ECLI:NL:CBB:2006:AV9564
College van Beroep voor het bedrijfsleven
- Proceskostenveroordeling
- W.E. Doolaard
- Rechtspraak.nl
Registratie van een onderneming in de afbouwsector en de beoordeling van de werkzaamheden van A B.V.
In deze zaak heeft A B.V. beroep ingesteld tegen een besluit van het Hoofdbedrijfschap Afbouw en Onderhoud, waarbij haar onderneming op 12 april 2005 was geregistreerd. A B.V. stelt dat zij geen activiteiten verricht die onder de werkingssfeer van het hoofdbedrijfschap vallen, maar zich richt op het bouwen van geconditioneerde bedrijfsruimten met bijzondere isolatiepanelen. De procedure begon met een bezwaar van A B.V. tegen de registratie, dat ongegrond werd verklaard door verweerder. A B.V. heeft vervolgens beroep ingesteld bij het College van Beroep voor het bedrijfsleven.

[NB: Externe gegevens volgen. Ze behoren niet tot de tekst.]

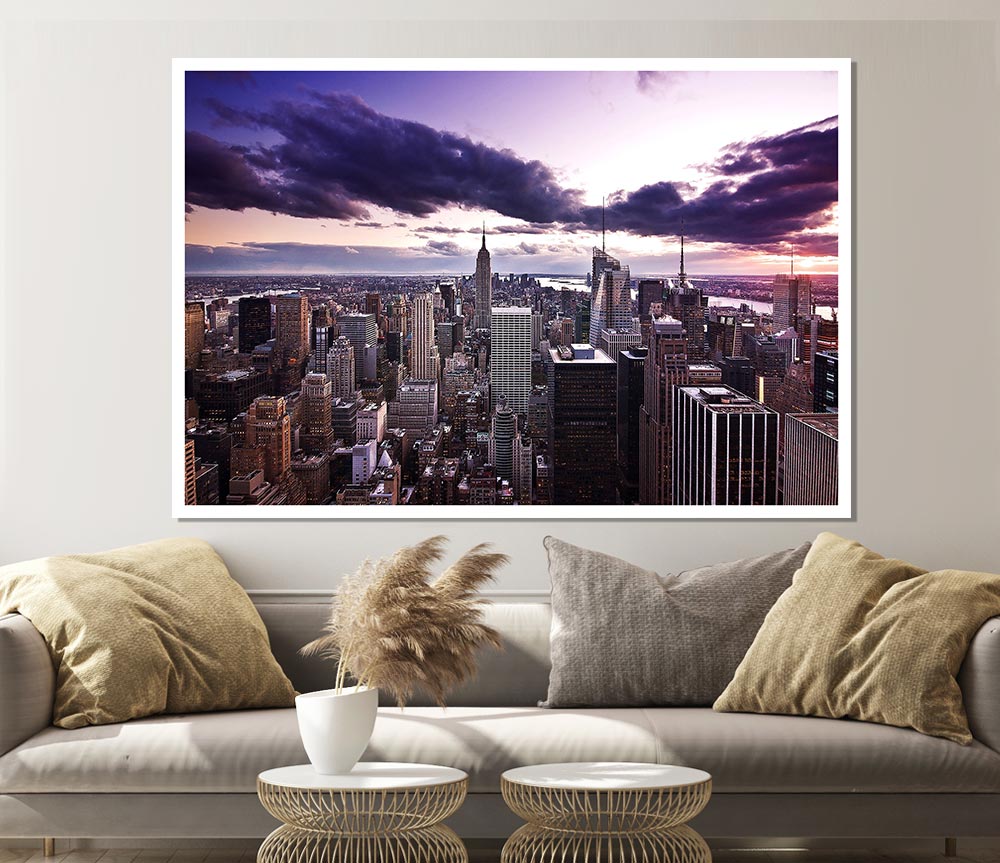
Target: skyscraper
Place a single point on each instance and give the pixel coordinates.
(446, 338)
(322, 338)
(447, 290)
(371, 422)
(666, 367)
(613, 342)
(611, 303)
(650, 291)
(582, 425)
(825, 381)
(810, 462)
(631, 383)
(818, 334)
(686, 303)
(424, 356)
(503, 431)
(373, 306)
(524, 463)
(340, 368)
(725, 448)
(194, 333)
(361, 331)
(190, 486)
(788, 342)
(582, 319)
(291, 330)
(738, 373)
(792, 296)
(270, 428)
(484, 287)
(255, 322)
(599, 262)
(510, 357)
(415, 407)
(316, 435)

Tijdens de zitting op 1 februari 2006 heeft A B.V. haar standpunt toegelicht, waarbij zij benadrukte dat haar werkzaamheden niet onder de reguliere afbouw vallen, maar een gespecialiseerde vorm van aannemerswerk zijn. Het College heeft de argumenten van A B.V. in overweging genomen, evenals de bepalingen van het Instellingsbesluit Hoofdbedrijfschap Afbouw en Onderhoud. Het College concludeert dat de werkzaamheden van A B.V. niet onder de definitie van afbouw vallen, omdat deze niet gericht zijn op het afwerken of verbeteren van bestaande gebouwen, maar op het creëren van zelfstandige constructies.
Het College heeft geoordeeld dat verweerder een onjuist criterium heeft gehanteerd bij de registratie van A B.V. en dat het bestreden besluit in strijd is met de geldende regelgeving. Het beroep van A B.V. is gegrond verklaard, het bestreden besluit is vernietigd en verweerder is opgedragen om binnen tien weken opnieuw op het bezwaar van A B.V. te beslissen. Tevens is verweerder veroordeeld in de proceskosten van A B.V. en moet het griffierecht vergoeden.